Here are two examples. The first individual, Polly, is 62 and is an expert in accounts payable. She’s been with the same company nearly all her life. From the company’s original manual accounting system, Polly has adapted to using Excel to track suppliers, contracts, and payments due. Fine so far, but the company has now found it is much cheaper to outsource theses activities to India. Polly’s full-time job has turned into a 4 hour a week task, as liaison with the company in India. With three more years to go until retirement, Polly has the option of a a lateral transfer with her employer. Except there aren’t any jobs that require her skills. And she hasn’t taken classes or done anything else to learn new skills since her two-year community-college degree in bookkeeping more than 40 years ago. Since Polly enjoys reading and crossword puzzles in the evenings, she has few friends.

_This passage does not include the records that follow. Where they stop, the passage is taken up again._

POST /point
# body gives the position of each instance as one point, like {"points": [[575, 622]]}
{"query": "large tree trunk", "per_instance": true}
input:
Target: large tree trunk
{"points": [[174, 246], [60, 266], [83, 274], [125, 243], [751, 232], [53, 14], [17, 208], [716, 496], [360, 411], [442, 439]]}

How employable do you think Polly is at this point? She is smart and easy to work with, but, at age 62, she needs to be retrained. Is this an option that looks profitable to her company?

Ron, her office mate who has handled the accounts receivable in much the same way, is facing the same dreary employment outlook. Except that Ron’s case is a bit different. He has studied Spanish in the evenings and can speak it fluently, he has traveled extensively in Central America, and he teaches English as a second language at the community outreach center. Ron also coaches the girls’ basketball team at the local middle school. He is well liked by the students and their parents.

Consider Ron’s options for employment. At a time when there are grants for increasing employability of immigrants and high-school graduates in low-income areas, Ron is in a position to teach bookkeeping skills to Spanish-speaking job seekers. If he lists coaching as a skill on his resume and points to teaching ESL classes, it is apparent that he has some experience in coaching and a potential for training, both in English and Spanish. Plus he can call the many, many parents whose children he has coached and ask them who they know who is hiring.

Continue learning. Today, with online education available worldwide and with community college classes offered in the evening and on weekends, it is a good idea to think about where you intend to be in ten years. Will you be like Polly, dependent on one set of career skills, or will you be more like Ron, with a solid network of people as well as a wider range of skills.

Think 20 years ahead. You (and no one else) really knows what the future holds. But it stands to reason that it holds the greater options for the individual who chooses to keep learning, continuously taking classes, developing skills skills, developing tools, and being the flexible candidate employers favor.